For the chain of thought instruction following model gpt-oss-20b, I’ve noticed its reasoning content often includes it talking about stuff it is supposed to avoid in the final output and it double checking that it doesn’t have that forbidden output. So it would waste tokens talking about pink elephants in its reasoning content, but then do okayish at avoiding pink elephants in its final output.



You’ve described the problem with generalization yes. Well, you could maybe sort of train it not to generate “all men are cats”, but then that might also prevent it from making the more correct generalization “all cats are mortal” or even completely valid generalizations like combing “all men are mortal” and “Socrates is man” to get “Socrates is mortal”.

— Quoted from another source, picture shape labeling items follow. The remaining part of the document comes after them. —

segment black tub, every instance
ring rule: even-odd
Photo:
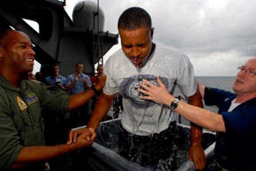
[[[83,170],[151,170],[137,164],[130,162],[118,154],[118,132],[121,119],[102,122],[97,129],[97,138],[90,148],[81,150],[74,161],[75,165],[86,166]],[[189,148],[190,127],[178,124],[179,143],[178,154],[178,170],[195,170],[193,162],[187,161]],[[214,162],[214,149],[215,134],[204,130],[203,148],[207,158],[207,170],[211,170]]]

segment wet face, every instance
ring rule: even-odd
[[[77,65],[77,72],[81,74],[83,72],[83,65],[81,64],[78,64]]]
[[[154,50],[152,38],[154,28],[143,27],[135,30],[118,30],[122,49],[135,67],[142,66]]]
[[[249,60],[242,67],[256,72],[256,58]],[[238,72],[233,88],[237,95],[256,96],[256,75],[250,75],[245,70]]]
[[[19,75],[32,71],[35,53],[29,36],[22,32],[8,31],[5,39],[5,46],[0,47],[5,67]]]

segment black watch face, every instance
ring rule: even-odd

The problem with monofacts is a bit more subtle. Let’s say the fact that “John Smith was born in Seattle in 1982, earned his PhD from Stanford in 2008, and now leads AI research at Tech Corp,” appears only once in the training data set. Some of the other words the model will have seen multiple times and be able to generate tokens in the right way for. Like Seattle as a location in the US, Stanford as a college, 2008 as a date, etc. But the combination describing a fact about John Smith appearing uniquely trains the model to try to generate facts that are unique combinations of data. So the model might try to make up a fact like “Jane Doe was born in Omaha in 1984, earned her master from Caltech in 2006, and is now CEO of Tech Corp” because it fits the pattern of a unique fact that was in its training data set.